El enviado especial de Estados Unidos, Steve Witkoff, se reunirá con el ministro de Exteriores iraní, Abbas Araghchi, en un esfuerzo conjunto que también involucra a actores regionales como Arabia Saudí, Qatar, Egipto, Pakistán y Emiratos Árabes Unidos. Turquía, inicialmente mediadora, propuso incluso almacenar uranio iraní como parte de un eventual acuerdo, según fuentes turcas.
Sin embargo, el camino hacia el diálogo sigue lleno de obstáculos. Teherán exige como condición previa la retirada del despliegue militar estadounidense en la región. La tensión se intensificó este martes cuando el ejército de Estados Unidos derribó un dron iraní que se acercaba al portaaviones Abraham Lincoln, desplegado en el mar Arábigo.
Estados Unidos mantiene un fuerte despliegue naval en Oriente Próximo y ha advertido que la ausencia de acuerdo podría desencadenar “cosas malas”, según declaraciones recientes del presidente Donald Trump. Por su parte, Irán ha dejado claro que no negociará sobre su programa de misiles ni su apoyo a milicias aliadas conocidas como el Eje de la Resistencia, considerados pilares estratégicos por el líder supremo, el ayatolá Ali Jamenei.
“La línea roja de Irán es su programa nuclear y de misiles”, afirmó Jamenei, subrayando que cualquier intervención estadounidense podría provocar una guerra regional. El país persa ha advertido que tomaría represalias mediante ataques a Israel, bloqueos del transporte marítimo y bombardeos de bases estadounidenses.

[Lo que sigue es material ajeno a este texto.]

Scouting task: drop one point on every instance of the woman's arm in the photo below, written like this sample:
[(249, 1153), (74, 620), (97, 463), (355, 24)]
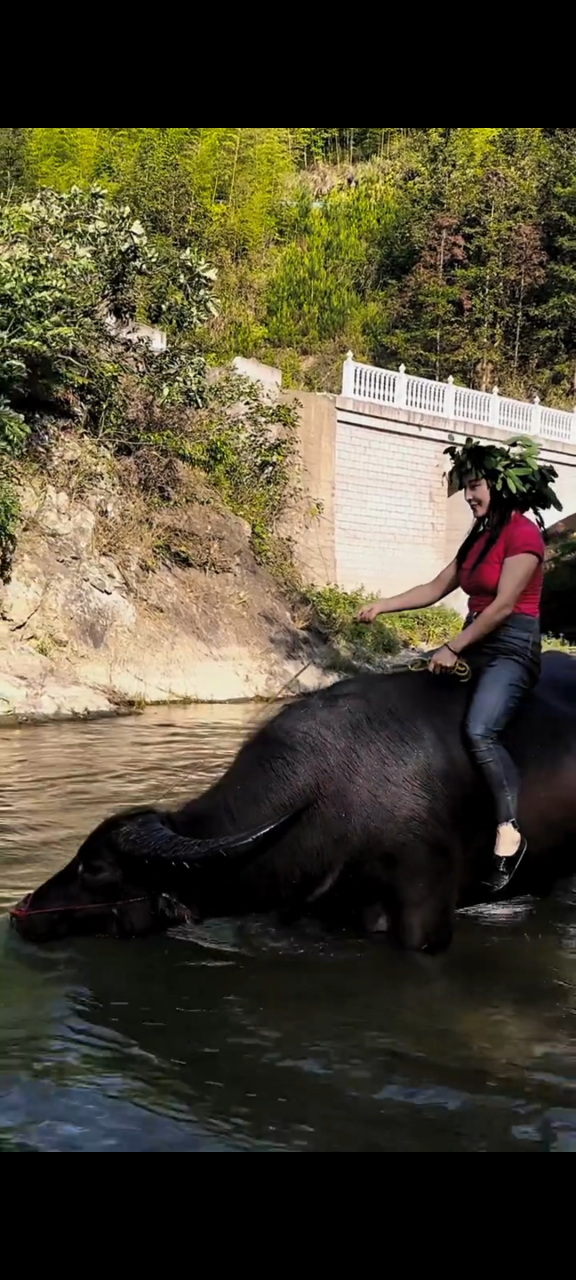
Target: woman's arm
[(515, 577), (419, 598)]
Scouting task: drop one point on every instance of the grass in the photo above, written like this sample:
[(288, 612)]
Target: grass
[(334, 615)]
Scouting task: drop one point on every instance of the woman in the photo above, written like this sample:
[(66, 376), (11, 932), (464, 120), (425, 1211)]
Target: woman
[(499, 566)]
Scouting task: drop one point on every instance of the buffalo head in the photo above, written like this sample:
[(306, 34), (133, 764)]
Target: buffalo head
[(127, 880)]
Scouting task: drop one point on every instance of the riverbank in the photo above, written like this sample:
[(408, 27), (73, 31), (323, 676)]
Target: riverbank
[(91, 625)]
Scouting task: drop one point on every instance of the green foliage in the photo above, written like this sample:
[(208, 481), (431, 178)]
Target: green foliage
[(448, 250), (246, 446), (64, 263), (9, 521), (513, 470), (336, 613)]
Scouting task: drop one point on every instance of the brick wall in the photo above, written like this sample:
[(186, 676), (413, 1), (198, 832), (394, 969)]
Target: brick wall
[(391, 508)]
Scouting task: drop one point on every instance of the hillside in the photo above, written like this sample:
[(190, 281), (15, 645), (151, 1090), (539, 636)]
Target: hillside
[(452, 251)]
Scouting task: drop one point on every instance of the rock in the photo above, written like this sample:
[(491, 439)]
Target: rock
[(83, 636)]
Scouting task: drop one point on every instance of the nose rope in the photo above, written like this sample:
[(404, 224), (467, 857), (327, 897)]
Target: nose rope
[(460, 670), (22, 913)]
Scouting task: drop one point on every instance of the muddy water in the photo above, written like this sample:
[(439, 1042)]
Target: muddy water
[(251, 1037)]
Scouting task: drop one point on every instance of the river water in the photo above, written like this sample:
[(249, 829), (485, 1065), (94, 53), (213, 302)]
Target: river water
[(252, 1037)]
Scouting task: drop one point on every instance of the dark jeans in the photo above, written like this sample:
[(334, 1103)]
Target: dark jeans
[(507, 666)]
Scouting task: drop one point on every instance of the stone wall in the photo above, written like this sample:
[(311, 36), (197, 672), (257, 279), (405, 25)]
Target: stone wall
[(385, 520)]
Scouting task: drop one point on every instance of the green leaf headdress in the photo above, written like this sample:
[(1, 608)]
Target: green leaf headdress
[(513, 470)]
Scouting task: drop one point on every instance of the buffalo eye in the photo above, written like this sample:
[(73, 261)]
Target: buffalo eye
[(100, 873)]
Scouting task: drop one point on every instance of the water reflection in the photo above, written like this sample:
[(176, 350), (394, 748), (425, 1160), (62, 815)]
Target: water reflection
[(247, 1036)]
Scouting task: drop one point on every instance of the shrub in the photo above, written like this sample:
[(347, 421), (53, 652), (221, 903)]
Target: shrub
[(336, 613)]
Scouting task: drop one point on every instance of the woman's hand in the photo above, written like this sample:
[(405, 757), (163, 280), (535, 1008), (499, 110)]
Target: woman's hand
[(443, 659), (370, 612)]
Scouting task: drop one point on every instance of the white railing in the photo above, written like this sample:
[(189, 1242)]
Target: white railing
[(457, 403)]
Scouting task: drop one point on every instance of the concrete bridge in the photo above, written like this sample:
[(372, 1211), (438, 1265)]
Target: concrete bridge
[(374, 461)]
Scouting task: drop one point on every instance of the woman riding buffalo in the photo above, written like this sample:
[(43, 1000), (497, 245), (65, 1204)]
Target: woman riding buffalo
[(499, 566)]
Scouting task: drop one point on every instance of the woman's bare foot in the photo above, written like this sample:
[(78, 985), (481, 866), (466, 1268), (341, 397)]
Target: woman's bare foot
[(508, 840)]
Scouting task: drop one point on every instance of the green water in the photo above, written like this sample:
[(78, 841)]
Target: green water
[(250, 1037)]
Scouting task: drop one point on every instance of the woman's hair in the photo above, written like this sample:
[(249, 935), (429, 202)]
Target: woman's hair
[(499, 512)]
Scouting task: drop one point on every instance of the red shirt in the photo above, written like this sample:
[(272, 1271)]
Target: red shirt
[(520, 536)]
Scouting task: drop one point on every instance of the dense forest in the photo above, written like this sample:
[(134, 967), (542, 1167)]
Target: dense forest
[(449, 250)]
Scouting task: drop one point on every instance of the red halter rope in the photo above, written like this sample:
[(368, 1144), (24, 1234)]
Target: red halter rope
[(88, 906)]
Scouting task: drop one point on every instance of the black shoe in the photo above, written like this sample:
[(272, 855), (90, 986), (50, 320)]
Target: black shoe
[(504, 868)]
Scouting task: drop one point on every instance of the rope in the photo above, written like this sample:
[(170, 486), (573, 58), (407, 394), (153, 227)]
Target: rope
[(460, 670)]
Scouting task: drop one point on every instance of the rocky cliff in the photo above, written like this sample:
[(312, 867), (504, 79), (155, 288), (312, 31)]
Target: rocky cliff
[(90, 629)]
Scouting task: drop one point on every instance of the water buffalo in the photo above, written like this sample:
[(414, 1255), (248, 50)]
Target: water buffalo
[(359, 803)]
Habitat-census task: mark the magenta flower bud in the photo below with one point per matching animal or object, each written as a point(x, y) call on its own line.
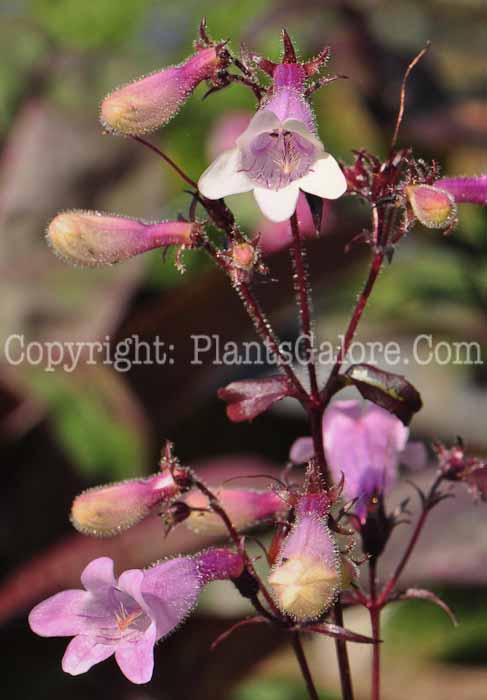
point(91, 239)
point(432, 206)
point(363, 444)
point(126, 617)
point(245, 508)
point(105, 511)
point(146, 104)
point(307, 573)
point(465, 190)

La escalada coincide con un momento delicado para Irán, que recientemente reprimió con fuerza protestas antigubernamentales motivadas por la crisis económica. Además, en las últimas semanas se han registrado varias explosiones en ciudades clave como Bandar Abbas y Teherán, provocando víctimas y generando especulaciones sobre sabotajes.
El encuentro de Omán será crucial para determinar si Washington y Teherán logran un acuerdo nuclear que evite un conflicto abierto o si la región se encamina hacia una confrontación más amplia.